Serverless architecture is here, it’s been proven, and companies from start-ups to Fortune 500 are jumping on this rapidly evolving bandwagon. If you aren’t familiar with the concept, read this first and then come back so I can convince you why you should want this.
1 – Avoid Under-Utilization
This one should be obvious, but it is the primary reason serverless is my preferred design approach, so I’ll say it anyway. In a world in which you are paying-per-use, if you don’t use–you don’t pay. No commitment and zero upfront costs. Imagine you just launched an amazing app, and no one showed up. That would be terrible, yes, but imagine if you were also paying to keep dozens of servers idle while waiting for everyone to show up. You are clearly worse off in the second scenario.
Still confused? Serverless means you are paying per request, per unit of data stored, and per second of compute time. The more you use–the more you pay. Cloud service providers are more than happy to charge us via a metered business model. Fortunately, this exposes another benefit of serverless: cost transparency. With the right instrumentation and analytics, you could attach costs to a business unit, team, product line, or even a single end-user. This kind of transparency would be incredibly challenging, if not impossible, in traditional server-based architectures.
2 – Focus on Delivering Business Value
Serverless means no hardware to setup, no servers to provision, and no OS or database to install. Write a function, deploy the function, and execute the function. Alternatively, you don’t have to reinvent the wheel or rollout DIY functions. There are services on the market for various tasks: authentication, SMS, marketing and transactional emails, user analytics, customer payment, AI, and so many more. This kind of rapid development means you can quickly prototype an idea and get it into the hands of your users sooner. This reduces the time it takes to realize the business impact (good and bad) and allows you to experiment with more ideas at a much faster pace.

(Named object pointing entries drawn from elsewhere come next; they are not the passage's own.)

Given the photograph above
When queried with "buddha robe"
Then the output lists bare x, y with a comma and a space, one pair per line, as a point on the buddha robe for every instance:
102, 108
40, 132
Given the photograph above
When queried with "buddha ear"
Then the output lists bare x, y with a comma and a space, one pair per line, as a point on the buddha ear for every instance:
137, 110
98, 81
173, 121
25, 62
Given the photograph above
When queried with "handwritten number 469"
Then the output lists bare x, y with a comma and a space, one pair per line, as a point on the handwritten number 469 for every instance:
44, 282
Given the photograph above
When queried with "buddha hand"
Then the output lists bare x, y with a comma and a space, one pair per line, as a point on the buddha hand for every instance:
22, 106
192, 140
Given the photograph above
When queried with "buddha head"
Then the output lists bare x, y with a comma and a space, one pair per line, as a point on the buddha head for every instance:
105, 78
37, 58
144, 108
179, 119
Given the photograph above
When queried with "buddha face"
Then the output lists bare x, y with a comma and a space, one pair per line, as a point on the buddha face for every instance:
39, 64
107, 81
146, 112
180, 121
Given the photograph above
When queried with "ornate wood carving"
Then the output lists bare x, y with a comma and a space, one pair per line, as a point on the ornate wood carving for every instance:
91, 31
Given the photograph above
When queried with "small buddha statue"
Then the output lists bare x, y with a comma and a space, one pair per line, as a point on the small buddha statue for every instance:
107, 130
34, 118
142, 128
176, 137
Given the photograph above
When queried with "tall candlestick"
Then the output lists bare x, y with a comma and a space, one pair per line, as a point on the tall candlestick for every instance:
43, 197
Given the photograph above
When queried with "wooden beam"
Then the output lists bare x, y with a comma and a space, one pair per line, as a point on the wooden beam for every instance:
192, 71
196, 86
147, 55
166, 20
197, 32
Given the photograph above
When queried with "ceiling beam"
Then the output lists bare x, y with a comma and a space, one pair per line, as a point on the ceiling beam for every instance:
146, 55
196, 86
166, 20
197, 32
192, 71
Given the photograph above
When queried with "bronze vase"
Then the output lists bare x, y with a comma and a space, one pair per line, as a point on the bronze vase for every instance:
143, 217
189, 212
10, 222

3 – Skip Hardware & OS Overhead
This one is right in the name. No servers in production means no servers to manage. AWS (Amazon), Azure (Microsoft), and Google are more than happy to take our money in exchange for this abstraction. Personally, I am more than happy to check some boxes and hand over my money. Security & monitoring? Taken care of. Patch Tuesday? Not my problem. Broken server? I’m not thinking about it.
This is not to say there is nothing to think about, but your internal IT team and developers (if you have any) can focus on more interesting problems.
4 – Seamlessly Scale to Infinity*
Maybe not actual infinity, but you can scale to incredibly large loads and volumes using services likes Lambda and DynamoDB (AWS). If your needs are beyond the default AWS Lambda limits (1,000 concurrent function executions), then I’d like to hear from you. Keep in-mind that 1,000 concurrent executions could translate to 5,000 executions per second if each function takes approximately 200 ms. That is before implementing a cache layer or using multiple AWS Regions.
For fun, let’s run a function 5 times per second for an entire month (30 days), which would result in 12,960,000 Lambda executions.Assuming 200 ms compute time @128 MB of RAM, it would cost exactly $7.99. Breakdown: $2.59 for the requests, and $5.40 for the compute time.
You can compress the timeframe and still only pay $7.99. In other words, could your data center handle an additional 12.9 million requests across a single month? Maybe. What about an extra 12.9 million in a single day? In a single hour?
Economies of scale allow us, non-cloud providers, to tap into immense power and flexibility on-demand at significantly lower costs with little-to-no commitment.
5 – Events over Data
The last decade has been largely focused on data. Bringing it to the web. Pushing it to the cloud. Visualizing, analyzing, and dumping it into cubes. Part of this effort was justified because sometimes it takes a ton of data to answer the certain questions. Having said that, it might make sense to think of the business problem as a series of events instead of the aggregation of data.
Imagine a pipe. Now imagine “stuff” flowing through this pipe; product purchases, invoices received, creation of new customers, support tickets, and application errors. Many different applications can be pouring events into this pipe, and many applications can be watching and responding this stream of events. You may have heard of stream processing or log processing; this is approximately what they are referring to. This idea aligns quite well with philosophies like Agile Development and Domain-Drive-Design. Create a bunch of producer (event creating) applications. Later down the road as requirements and needs become clear; create various consumers (event readers) to analyze or respond to the events.
Jumping back on topic, serverless architectures allow us to run with this idea incredibly quickly and with minimal commitment. AWS, for example, already has the infrastructure in place to: create streams via Kinesis, create functions via Lambda, and create rules to execute specific functions based on the events in the stream. This drastically reduces the amount of “glue” code we must write to get the ball rolling. Our functions become succinct poems and are focused on solving business problems.
For the record, you could implement an event-based architecture in a traditional server approach, but scaling and/or accessibility would likely become a problem. I am also willing to bet it would take longer to get started.
There are many other benefits to serverless architecture, but they all revolve around cost reduction, faster delivery, and rethinking how we solve problems.